Critics Condemn Cruz Call To “Patrol” Muslim Neighborhoods
In the wake of Tuesday’s attacks in Brussels, Republican presidential candidate Ted Cruz called for increased surveillance of American Muslims. “We need to empower law enforcement to patrol and secure Muslim neighborhoods before they become radicalized,” the U.S. senator from Texas said.
“He’s talking about using already strapped resources to address a non-issue,” said Nizar Hasan, president of the Arab American Police Association, whose members come from law enforcement agencies in the Chicagoland area. “We could barely get enough officers in the inner city to combat gang crimes and to reduce the amount of drugs coming across the border,” Hasan added, “and now you want to reallocate already strapped resources to so-called de-radicalize the Muslim religion? It’s far-fetched.”

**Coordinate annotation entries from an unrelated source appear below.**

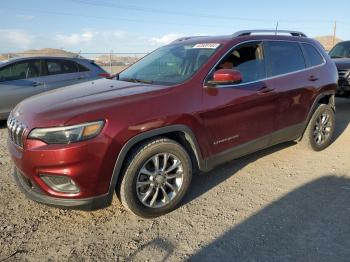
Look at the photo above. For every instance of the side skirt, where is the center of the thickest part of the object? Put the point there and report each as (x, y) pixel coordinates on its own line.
(280, 136)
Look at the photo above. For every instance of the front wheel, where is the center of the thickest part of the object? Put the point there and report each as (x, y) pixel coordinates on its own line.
(156, 178)
(320, 130)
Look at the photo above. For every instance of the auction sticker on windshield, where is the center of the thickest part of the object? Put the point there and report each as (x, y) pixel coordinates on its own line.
(207, 45)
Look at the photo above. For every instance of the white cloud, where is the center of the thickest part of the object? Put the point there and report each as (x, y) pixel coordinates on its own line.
(17, 39)
(165, 39)
(75, 39)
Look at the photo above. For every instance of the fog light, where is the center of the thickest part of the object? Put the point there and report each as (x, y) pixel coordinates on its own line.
(62, 184)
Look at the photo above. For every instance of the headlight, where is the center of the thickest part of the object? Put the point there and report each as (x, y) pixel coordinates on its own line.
(67, 134)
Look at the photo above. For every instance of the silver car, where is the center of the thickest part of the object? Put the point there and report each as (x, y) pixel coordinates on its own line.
(24, 77)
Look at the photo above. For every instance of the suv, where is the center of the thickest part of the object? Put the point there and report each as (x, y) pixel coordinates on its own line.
(340, 54)
(186, 107)
(27, 76)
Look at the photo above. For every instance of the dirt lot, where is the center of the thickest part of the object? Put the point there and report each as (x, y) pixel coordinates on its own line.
(281, 204)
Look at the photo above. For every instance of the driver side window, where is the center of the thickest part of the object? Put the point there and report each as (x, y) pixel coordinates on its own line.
(248, 59)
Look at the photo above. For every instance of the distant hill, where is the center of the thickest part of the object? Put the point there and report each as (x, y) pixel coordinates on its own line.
(39, 52)
(327, 41)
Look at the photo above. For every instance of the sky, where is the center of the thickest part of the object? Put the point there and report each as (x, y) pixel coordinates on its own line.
(135, 26)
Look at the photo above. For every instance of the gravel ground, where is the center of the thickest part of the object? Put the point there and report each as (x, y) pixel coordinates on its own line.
(282, 204)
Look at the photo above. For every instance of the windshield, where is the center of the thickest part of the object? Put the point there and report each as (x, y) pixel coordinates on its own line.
(341, 50)
(170, 65)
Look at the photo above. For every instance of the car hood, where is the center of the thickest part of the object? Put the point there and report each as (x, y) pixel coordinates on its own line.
(59, 106)
(342, 63)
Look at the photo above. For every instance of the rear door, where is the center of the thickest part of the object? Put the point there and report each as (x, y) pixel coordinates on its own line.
(60, 72)
(293, 83)
(19, 81)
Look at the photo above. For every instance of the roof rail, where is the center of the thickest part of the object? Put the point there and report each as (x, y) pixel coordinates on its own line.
(274, 32)
(186, 38)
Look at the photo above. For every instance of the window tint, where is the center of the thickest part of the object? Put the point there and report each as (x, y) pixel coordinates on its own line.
(82, 68)
(248, 59)
(171, 64)
(341, 50)
(60, 66)
(312, 55)
(20, 70)
(284, 57)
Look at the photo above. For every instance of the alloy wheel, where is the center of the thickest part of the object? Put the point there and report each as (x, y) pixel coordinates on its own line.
(159, 180)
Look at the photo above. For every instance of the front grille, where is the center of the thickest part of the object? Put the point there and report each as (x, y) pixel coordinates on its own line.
(16, 131)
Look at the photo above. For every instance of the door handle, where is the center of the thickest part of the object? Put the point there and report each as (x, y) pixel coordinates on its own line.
(37, 84)
(313, 78)
(265, 90)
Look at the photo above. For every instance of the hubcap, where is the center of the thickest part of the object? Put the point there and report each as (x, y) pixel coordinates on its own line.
(323, 128)
(159, 180)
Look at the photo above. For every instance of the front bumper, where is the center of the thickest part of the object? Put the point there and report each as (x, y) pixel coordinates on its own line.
(89, 164)
(33, 192)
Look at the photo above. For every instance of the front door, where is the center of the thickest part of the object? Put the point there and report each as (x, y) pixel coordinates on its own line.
(240, 117)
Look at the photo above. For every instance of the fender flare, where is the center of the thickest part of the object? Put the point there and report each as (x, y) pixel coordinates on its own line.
(189, 136)
(314, 107)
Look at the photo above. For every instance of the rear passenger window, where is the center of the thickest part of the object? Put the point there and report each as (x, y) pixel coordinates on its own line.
(284, 57)
(20, 70)
(313, 57)
(82, 68)
(60, 66)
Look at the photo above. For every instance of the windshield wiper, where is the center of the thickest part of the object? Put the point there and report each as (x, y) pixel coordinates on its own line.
(135, 80)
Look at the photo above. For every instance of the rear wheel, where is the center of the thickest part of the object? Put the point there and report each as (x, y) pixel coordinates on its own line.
(156, 178)
(319, 133)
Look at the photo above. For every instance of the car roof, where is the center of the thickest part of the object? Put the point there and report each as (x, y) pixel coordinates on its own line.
(245, 36)
(21, 58)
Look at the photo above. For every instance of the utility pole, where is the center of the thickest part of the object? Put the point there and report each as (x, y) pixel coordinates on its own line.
(334, 32)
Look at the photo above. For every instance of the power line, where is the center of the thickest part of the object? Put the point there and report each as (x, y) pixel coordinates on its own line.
(184, 13)
(116, 18)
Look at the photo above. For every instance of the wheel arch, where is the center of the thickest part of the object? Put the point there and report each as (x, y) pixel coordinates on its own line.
(326, 98)
(179, 133)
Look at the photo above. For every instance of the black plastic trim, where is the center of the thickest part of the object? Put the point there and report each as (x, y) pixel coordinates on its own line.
(189, 136)
(277, 137)
(314, 107)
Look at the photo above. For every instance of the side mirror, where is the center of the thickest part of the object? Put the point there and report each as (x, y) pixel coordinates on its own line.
(226, 77)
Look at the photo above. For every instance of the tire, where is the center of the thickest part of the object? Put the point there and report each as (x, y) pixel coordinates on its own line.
(320, 130)
(142, 180)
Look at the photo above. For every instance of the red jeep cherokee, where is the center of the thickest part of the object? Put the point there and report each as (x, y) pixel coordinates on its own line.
(188, 106)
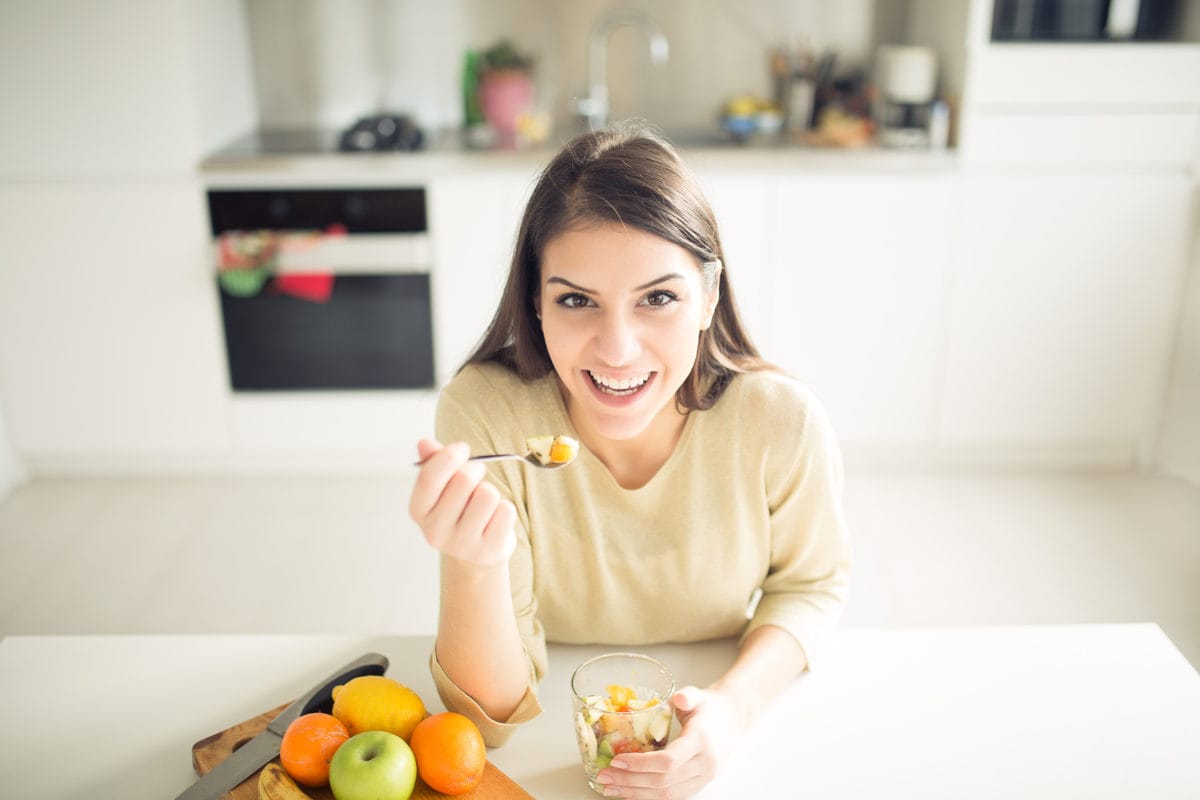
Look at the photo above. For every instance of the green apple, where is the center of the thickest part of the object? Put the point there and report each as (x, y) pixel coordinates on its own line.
(372, 765)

Hasan warned that targeting Muslim communities could also undermine the already weak trust that many Arab Americans, in particular, have in law enforcement. “I don’t know if there’s any criminals within the Muslim community - I’m sure there is, just like any community,” he said. “But it’s a small percentage. And now you want to tax the entire community over a couple of, for lack of better terms, crazies? Crazy people that are doing crazy things in the name of their religion?”
Cruz’s statement also prompted alarm from the national Council on American-Islamic Relations. “We’re harkening back to the dark days of the 1930s with this kind of mentality,” said CAIR spokesman Ibrahim Hooper in a written statement. “It’s unconstitutional.”
The Chicago Police Department declined to comment on whether it has the resources to heed Cruz’s call, or whether the proposal would be effective in preventing attacks from happening in Chicago. The department did seek to reassure the public in the wake of the Brussels explosions that there is no reason to believe a similar attack is planned for Chicago. “However we prepare and have deployments in place to safeguard critical infrastructure,” said CPD spokesman Anthony Gugliemi.